Once Paul got to college, she switched to pursuing speech pathology with a concentration in art and a minor in Spanish.
This past summer, Paul called Goldsmith, a sophomore exercise science major, about her idea of buying old things and making them new again. When Paul enlisted Goldsmith, she was happy to help.
“Sarah Grace will tell me what to do and I’ll just do it,” Goldsmith said.
For the creative process, Paul and Goldsmith go to Goodwill and ask themselves if they can do anything with the clothes they find. Paul also gets many clothes from her grandma.
“It’s a mad frenzy of creativity. It hits you all at once,” Paul said.
Their company, Raining Sunshine Co., is different than others because they take old textiles and make them new again.
“Recycling is breaking something down and making it new again. Upcycling is building something up and making it into something new without breaking it down,” Paul said.
Their fashion influence comes from whatever is trending at the moment and from family. Paul and Goldsmith also are inspired by clothes at Anthropologie.
“To me, fashion would be what makes you feel the most yourself and the most comfortable,” Paul said.

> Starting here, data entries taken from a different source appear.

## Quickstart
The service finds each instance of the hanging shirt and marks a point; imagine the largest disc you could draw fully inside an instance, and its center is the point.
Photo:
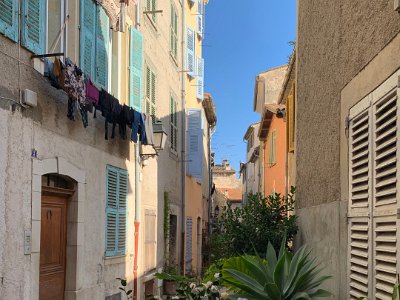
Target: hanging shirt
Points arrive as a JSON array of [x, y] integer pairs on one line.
[[149, 129]]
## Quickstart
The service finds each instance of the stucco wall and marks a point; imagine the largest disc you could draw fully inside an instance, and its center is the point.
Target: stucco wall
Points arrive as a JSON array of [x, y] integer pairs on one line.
[[274, 175], [47, 129], [336, 41]]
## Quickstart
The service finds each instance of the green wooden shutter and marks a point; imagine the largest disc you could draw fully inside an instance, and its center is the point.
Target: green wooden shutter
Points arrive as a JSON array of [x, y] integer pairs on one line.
[[102, 38], [87, 37], [136, 70], [195, 144], [111, 211], [33, 25], [200, 79], [9, 19], [190, 52], [116, 208], [122, 206]]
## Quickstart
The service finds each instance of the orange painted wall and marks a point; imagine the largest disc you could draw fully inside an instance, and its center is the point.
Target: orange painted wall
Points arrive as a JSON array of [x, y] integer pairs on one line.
[[274, 176]]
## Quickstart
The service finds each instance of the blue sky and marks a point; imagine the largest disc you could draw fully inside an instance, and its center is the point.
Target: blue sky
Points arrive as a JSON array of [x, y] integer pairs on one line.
[[242, 39]]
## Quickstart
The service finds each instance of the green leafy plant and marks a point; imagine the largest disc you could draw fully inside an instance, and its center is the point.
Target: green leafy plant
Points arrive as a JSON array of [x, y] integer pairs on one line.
[[285, 276], [250, 229], [128, 293], [192, 288]]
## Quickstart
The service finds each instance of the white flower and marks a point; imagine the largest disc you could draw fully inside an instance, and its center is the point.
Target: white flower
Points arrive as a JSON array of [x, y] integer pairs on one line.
[[214, 289], [192, 285]]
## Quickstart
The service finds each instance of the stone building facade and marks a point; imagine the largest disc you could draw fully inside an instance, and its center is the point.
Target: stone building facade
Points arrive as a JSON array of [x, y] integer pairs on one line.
[[347, 68]]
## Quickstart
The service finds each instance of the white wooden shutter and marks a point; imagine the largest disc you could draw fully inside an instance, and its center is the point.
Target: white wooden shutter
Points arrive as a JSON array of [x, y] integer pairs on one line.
[[359, 199], [189, 239], [190, 52], [373, 200], [385, 195]]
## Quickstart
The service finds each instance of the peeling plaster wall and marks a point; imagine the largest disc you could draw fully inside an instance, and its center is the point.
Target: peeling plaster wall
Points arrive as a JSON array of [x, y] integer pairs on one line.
[[336, 41], [47, 129]]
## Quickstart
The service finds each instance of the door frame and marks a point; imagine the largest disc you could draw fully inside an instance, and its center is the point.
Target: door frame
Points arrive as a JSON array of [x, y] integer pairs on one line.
[[75, 223]]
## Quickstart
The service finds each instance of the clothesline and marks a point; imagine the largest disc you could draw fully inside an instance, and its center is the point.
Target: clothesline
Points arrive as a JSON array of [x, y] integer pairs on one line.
[[84, 97]]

“It’s also a way of expressing yourself,” Goldsmith said.
Fashion goes in and out of style constantly. Paul and Goldsmith try to stay at the forefront of fashion. Their favorite brands include Anthropologie, Free People and Boden.
As a goal, Raining Sunshine Co. said they would love to be able to sell things so that Paul and Goldsmith can use their creativity to bless other people, do something they enjoy and make extra money through college.

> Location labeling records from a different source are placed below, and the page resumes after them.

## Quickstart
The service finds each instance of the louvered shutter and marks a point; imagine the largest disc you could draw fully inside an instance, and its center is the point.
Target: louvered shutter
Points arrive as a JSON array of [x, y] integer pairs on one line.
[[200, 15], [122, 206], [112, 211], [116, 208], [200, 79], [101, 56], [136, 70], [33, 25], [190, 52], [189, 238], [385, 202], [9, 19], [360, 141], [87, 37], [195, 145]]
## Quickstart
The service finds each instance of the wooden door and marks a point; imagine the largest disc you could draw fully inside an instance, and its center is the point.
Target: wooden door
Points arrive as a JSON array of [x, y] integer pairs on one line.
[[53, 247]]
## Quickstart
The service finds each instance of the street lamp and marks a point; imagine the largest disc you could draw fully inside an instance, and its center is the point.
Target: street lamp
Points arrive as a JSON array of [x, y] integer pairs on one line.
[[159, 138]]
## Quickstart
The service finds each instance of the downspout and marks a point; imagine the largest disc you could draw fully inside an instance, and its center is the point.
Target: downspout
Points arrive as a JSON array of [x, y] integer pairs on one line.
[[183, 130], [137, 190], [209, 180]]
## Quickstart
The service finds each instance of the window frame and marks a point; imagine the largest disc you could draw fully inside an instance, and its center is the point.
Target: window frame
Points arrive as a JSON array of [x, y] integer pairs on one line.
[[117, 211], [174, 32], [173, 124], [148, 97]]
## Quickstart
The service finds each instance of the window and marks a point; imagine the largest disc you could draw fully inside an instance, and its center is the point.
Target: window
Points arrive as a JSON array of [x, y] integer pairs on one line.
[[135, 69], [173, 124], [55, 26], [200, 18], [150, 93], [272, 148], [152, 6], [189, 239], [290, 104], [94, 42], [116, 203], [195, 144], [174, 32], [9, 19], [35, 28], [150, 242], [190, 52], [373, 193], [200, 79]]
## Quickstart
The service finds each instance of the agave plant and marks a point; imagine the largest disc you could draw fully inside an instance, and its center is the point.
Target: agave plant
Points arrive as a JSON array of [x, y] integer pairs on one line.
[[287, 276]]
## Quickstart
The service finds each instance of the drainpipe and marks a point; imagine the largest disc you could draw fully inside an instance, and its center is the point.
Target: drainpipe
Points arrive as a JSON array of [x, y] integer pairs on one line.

Their company is different, Paul said, because they often get girls of all different shapes and sizes to model their clothing.
“Whenever our models wear our clothes and get photographed, oftentimes they say they aren’t photogenic,” Paul said. “It’s really cool watching girls who do not think they are beautiful come alive and feel beautiful with what they are wearing and how the pictures turn out. It’s a really cool experience. Our clothes make people feel beautiful, which is more important than the way you look.”
As far as finding models, Paul and Goldsmith think about who they know fits the size of the clothing. Sometimes, people message them and ask if they can model their clothes.
Hayley Hughes, a sophomore exercise science major, has modeled for Raining Sunshine Co.
“It was cool to model the clothes because they are truly one of a kind and they made me feel so beautiful,” Hughes said.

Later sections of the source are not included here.